Osnabrück Diamantenschädel im Bunker: Schale Glitzerkunst in Kriegszeiten
So zynisch kann Kunst sein: Damien Hirsts Diamanten-Schädel hat immer schon irritiert. Jetzt ist er wieder zu sehen - in einer Zeit, in der Kriege für unermessliches Leid sorgen. Ist das nicht obszön?
Ach, wie morbide! Er bleckt so apart die Zähne, dieser Schädel. Und wie die 8601 Diamanten auf seiner blanken Schale lupenrein um die Wette glitzern! Damien Hirsts mit lauter Klunkern besetzter Abguss eines menschlichen Schädels kann jetzt in München bestaunt werden.
Jahrelang ruhte er in der Dunkelheit eines Magazins. Nun blitzt und blinkt er wieder im Licht. Jeder Besucher hat zehn Minuten, um in wohligem Schauder zu baden. Eine Sensation? Ja, aber eine reichlich obszöne, wie ich finde.
Faulige Morbidität und gar nicht so schnöder Mammon – das Kunstwerk „For the Love of God“ des britischen Künstlers Damien Hirst bringt das perfekt zusammen. Lust und Verfall, Leben und Tod, Kunst und Ewigkeit: Kunstexperten spielen virtuos auf der Klaviatur der Begriffe, wenn es darum geht, dieser, nun ja, Skulptur tieferen Sinn zu unterlegen.
Dabei steht ihr Sinn darin auf, perfektes Objekt für einen völlig überdrehten Markt zu sein. Hat die Herstellung des Objekts 14 Millionen Pfund gekostet, eine Million mehr oder weniger? Was macht das schon für einen Unterschied.

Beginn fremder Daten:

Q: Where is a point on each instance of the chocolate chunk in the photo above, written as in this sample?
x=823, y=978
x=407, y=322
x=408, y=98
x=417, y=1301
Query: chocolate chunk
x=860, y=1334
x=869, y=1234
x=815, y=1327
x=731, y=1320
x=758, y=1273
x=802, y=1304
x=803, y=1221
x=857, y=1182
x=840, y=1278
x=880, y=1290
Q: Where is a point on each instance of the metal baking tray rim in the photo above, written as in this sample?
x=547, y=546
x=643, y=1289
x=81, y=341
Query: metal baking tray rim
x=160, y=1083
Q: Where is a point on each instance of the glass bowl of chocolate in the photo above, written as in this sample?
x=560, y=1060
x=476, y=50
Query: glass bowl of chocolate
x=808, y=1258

Damien Hirst gilt als Rebell. Vor allem aber ist er schlau und abgebrüht. Für über 100 Millionen versteigerte er seine Kunstwerke 2008 direkt aus dem Atelier – am Tag der Pleite von Lehman Brothers, dem Auslöser der Finanzkrise. Geschickter Ritt auf der Konjunkturwelle? Ja, und zugleich grenzenloser Zynismus.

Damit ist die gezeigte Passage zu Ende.